Nell’intervista presente nel libro “Papa Francesco. Questa economia uccide”, nelle librerie dal 13 gennaio, di Andrea Tornielli e Giacomo Galeazzi, anticipata oggi sulle pagine de La Stampa, Papa Francesco difende gli indigenti e tutte le opere svolte a loro favore dissociandosi dalla politica: “L’attenzione per i poveri è nel Vangelo, ed è nella tradizione della Chiesa, non è un’invenzione del comunismo e non bisogna ideologizzarla. Se ripetessi alcuni brani delle omelie dei primi Padri della Chiesa su come si debbano trattare i poveri, ci sarebbe qualcuno ad accusarmi che la mia è un’omelia marxista. Non è del tuo avere che tu fai dono al povero – continua il Papa – ; tu non fai che rendergli ciò che gli appartiene. Poiché è quel che è dato in comune per l’uso di tutti, ciò che tu ti annetti”.

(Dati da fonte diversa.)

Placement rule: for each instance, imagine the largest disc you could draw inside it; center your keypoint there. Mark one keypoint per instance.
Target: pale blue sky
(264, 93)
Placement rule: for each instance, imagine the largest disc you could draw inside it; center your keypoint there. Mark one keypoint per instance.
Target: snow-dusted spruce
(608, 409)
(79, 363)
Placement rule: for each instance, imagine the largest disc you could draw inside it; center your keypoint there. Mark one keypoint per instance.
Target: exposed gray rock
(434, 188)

Secondo Bergoglio si dovrebbe risolvere il problema della povertà alla radice, cominciando a pensare che la globalizzazione non sia l’unico modello possibile da inseguire in quanto si è dimostrato iniquo: “Non possiamo più aspettare a risolvere le cause strutturali della povertà, per guarire le nostre società da una malattia che può solo portare verso nuove crisi. I mercati e la speculazione finanziaria non possono godere di un’autonomia assoluta. La globalizzazione ha aiutato molte persone a sollevarsi dalla povertà, ma ne ha condannate tante altre a morire di fame“.

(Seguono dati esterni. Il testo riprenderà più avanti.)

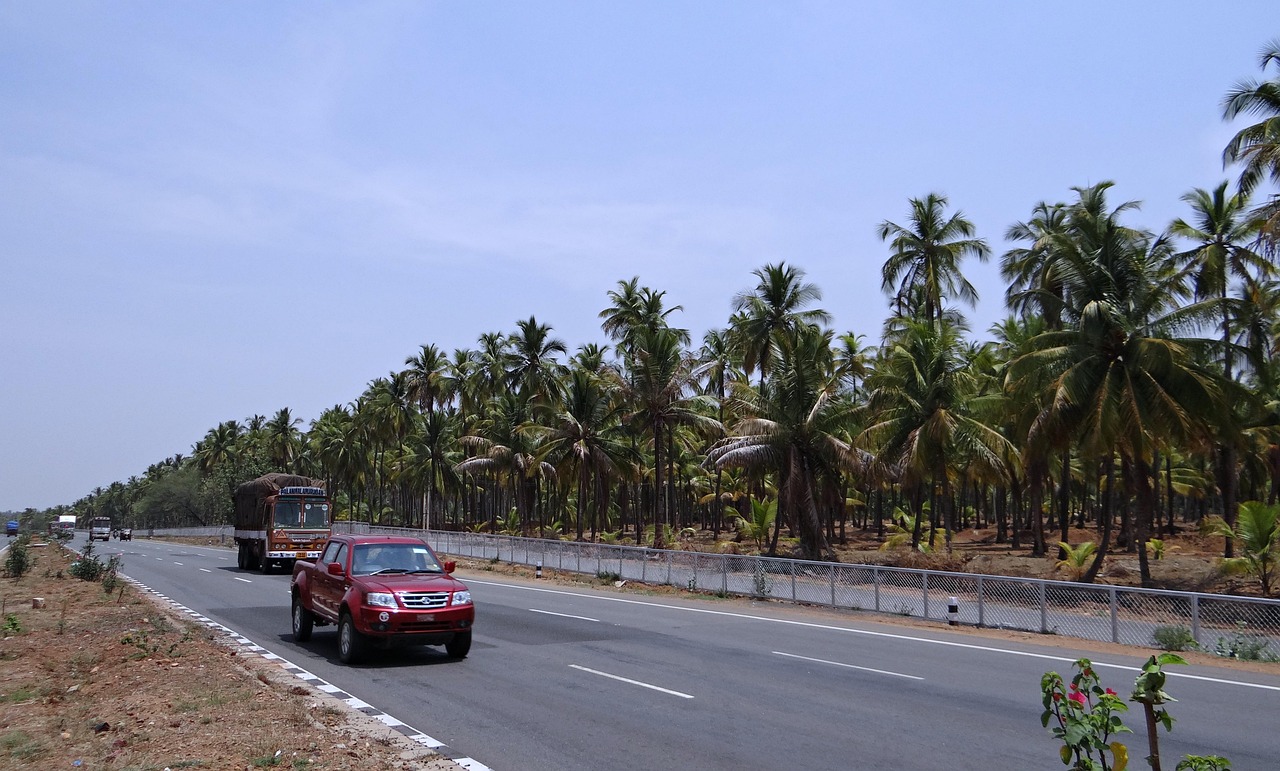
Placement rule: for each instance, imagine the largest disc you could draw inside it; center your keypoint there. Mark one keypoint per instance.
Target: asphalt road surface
(567, 678)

Papa Francesco punta il dito contro un sistema socioeconomico che mette da parte i disagiati e pone al centro il denaro: “Questo sistema si mantiene con la cultura dello scarto. Quando al centro del sistema non c’è più l’uomo ma il denaro, gli uomini e le donne sono ridotti a semplici strumenti di un sistema sociale ed economico dominato da profondi squilibri. E così si ‘scarta’ quello che non serve a questa logica: è quell’atteggiamento che scarta i bambini e gli anziani, e che ora colpisce anche i giovani. A volte mi chiedo: quale sarà il prossimo scarto? Dobbiamo fermarci in tempo”.